3 Spanish teams in champions league Currently three Spanish teams are in the quarter-finals of the Championsleague. What are the odds that none of those teams play each other during the quarter finals?
All possible combinations is $8!$, is that correct?
But how many combinations are there in which Spanish teams do not play each other?
I tried something like this: Let's say the first team is Spanish, then it only has five options for non-Spanish teams etc... but it turns out it matters in what order you would pick the Spanish or non-Spanish teams, so now I am stuck. Any help would be appreciated.
 A: There are 3 possible ways they can meet: Sevilla vs Barcelona, Sevilla vs Real Madrid, Real Madrid vs Barcelona.

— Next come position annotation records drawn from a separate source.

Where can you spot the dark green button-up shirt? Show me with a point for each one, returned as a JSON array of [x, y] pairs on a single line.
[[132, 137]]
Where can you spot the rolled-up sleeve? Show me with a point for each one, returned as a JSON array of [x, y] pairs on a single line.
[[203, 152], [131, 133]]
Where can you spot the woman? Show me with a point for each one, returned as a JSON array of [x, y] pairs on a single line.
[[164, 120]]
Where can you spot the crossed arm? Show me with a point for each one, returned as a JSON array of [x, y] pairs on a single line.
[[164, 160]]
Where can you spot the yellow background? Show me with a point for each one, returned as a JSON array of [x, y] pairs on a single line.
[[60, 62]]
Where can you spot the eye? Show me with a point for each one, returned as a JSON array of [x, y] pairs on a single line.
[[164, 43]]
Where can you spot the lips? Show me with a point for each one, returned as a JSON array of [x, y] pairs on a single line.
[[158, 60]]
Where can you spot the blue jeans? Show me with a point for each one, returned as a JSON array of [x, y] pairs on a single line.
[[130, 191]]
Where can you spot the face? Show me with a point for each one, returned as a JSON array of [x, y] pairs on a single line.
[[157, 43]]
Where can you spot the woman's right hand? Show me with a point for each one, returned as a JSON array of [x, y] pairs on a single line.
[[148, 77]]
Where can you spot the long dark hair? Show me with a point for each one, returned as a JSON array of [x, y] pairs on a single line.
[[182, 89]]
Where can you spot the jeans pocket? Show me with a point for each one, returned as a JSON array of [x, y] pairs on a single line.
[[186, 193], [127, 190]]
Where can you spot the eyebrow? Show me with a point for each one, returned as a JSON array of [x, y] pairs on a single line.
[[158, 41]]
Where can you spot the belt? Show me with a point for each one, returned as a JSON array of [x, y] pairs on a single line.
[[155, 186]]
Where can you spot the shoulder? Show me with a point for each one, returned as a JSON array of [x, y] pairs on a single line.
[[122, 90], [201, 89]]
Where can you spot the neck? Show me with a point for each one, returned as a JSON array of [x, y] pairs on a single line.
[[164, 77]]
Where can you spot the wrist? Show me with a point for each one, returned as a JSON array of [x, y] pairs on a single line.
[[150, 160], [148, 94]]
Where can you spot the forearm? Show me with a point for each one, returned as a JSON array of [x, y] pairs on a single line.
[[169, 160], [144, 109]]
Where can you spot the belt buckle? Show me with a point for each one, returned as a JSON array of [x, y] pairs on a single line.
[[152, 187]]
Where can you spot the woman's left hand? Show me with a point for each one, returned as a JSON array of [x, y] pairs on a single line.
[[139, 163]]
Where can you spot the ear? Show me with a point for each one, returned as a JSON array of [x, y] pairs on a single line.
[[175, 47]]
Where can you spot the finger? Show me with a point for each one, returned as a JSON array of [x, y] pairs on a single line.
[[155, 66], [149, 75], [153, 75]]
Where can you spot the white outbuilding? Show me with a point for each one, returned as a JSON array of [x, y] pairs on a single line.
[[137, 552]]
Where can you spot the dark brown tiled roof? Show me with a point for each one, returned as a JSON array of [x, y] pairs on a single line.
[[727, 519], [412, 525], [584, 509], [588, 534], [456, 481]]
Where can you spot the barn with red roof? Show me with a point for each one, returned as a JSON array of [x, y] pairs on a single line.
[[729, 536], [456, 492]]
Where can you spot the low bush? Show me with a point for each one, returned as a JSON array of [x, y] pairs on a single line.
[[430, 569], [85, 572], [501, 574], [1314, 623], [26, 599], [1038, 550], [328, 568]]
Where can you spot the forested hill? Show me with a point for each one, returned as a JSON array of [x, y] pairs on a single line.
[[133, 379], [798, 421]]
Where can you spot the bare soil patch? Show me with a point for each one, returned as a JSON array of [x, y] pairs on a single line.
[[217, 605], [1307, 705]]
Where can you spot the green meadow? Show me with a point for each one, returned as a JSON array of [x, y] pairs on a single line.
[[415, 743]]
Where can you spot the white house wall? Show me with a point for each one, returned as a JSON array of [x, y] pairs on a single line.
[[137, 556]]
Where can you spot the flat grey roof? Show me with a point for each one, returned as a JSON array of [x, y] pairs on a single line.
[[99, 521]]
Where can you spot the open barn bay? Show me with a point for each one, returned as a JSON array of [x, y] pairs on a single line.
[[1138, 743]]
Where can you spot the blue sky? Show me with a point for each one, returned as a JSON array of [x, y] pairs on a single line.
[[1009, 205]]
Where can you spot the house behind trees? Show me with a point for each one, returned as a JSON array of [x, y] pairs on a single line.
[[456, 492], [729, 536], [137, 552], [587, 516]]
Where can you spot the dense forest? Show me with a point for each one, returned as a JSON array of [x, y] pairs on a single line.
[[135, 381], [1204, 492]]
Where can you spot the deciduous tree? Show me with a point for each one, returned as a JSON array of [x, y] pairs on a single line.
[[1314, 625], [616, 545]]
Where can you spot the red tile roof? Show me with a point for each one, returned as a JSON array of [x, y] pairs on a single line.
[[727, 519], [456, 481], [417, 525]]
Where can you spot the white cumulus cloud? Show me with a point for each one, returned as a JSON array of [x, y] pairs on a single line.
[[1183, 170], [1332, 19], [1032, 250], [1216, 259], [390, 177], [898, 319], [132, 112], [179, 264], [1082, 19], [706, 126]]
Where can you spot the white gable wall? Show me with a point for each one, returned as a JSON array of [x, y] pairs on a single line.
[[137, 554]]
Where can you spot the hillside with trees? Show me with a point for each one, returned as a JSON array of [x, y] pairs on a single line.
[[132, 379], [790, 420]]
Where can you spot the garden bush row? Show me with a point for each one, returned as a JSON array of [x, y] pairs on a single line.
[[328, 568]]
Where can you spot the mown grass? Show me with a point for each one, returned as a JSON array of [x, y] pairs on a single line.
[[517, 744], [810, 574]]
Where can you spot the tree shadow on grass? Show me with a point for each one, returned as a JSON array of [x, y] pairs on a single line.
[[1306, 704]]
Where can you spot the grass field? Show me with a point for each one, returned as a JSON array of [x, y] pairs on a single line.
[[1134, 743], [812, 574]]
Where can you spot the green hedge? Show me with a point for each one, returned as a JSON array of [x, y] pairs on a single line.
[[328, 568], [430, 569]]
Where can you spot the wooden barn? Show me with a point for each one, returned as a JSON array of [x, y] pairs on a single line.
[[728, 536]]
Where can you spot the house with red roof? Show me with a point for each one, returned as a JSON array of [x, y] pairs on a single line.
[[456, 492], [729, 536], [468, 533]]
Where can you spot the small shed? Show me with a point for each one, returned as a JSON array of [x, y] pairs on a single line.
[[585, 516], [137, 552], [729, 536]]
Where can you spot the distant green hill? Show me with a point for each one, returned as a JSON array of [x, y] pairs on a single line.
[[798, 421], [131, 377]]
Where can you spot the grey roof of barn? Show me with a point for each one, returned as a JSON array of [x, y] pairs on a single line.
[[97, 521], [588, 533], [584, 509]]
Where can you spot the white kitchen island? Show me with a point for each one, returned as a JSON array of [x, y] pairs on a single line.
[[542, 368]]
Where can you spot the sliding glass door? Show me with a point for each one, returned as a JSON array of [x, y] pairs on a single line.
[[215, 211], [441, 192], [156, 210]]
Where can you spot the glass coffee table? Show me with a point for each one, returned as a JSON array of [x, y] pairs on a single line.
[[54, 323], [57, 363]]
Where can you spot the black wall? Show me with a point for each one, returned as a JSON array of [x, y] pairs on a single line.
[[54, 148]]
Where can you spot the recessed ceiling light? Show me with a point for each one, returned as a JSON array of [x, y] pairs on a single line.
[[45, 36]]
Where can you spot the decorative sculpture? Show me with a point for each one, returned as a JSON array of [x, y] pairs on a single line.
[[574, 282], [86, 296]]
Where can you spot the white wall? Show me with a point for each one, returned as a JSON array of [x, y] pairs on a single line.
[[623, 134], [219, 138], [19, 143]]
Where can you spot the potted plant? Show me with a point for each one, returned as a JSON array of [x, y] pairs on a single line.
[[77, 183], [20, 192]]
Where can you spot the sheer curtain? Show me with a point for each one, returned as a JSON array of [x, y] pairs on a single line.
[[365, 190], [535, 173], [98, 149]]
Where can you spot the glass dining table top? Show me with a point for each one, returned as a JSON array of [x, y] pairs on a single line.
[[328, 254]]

These are disjoint, and the chance of any particular draw happening is $1/7$ (since any one team can play any of the other $7$, randomly. So the probability of two spanish teams meeting is $3/7$, and the probability of avoiding each other is $4/7$.
An alternative method is to consider this: the first spanish team is picked. There are $2/7$ ways for them to match one of the other two spanish teams. Suppose they don't. Then from the remaining $6$ teams, the chance of the two spanish teams matching is $1/5$, by the fact that any pairing is equally likely from the perspective of one of these remaining teams. So the probability of matching up is $$\frac27+\frac57\cdot\frac15=\frac37$$ as before.
A: Total number of different pairwise combination of 8 teams  = $\frac{8!}{2!2!2!2!4!}$ = 105
Total number of combination where 2 spanish team playing each other
= choosing 2 spanish teams out of three * different pairwise combination of remaining 6 teams 
= $\binom{3}{2}$$\frac{6!}{2!2!2!3!}$=  45
Probability of 2 spanish teams playing each other = $\frac{45}{105}= \frac{3}{7}$
Probability of 2 spanish teams not playing each other= $\frac{4}{7}$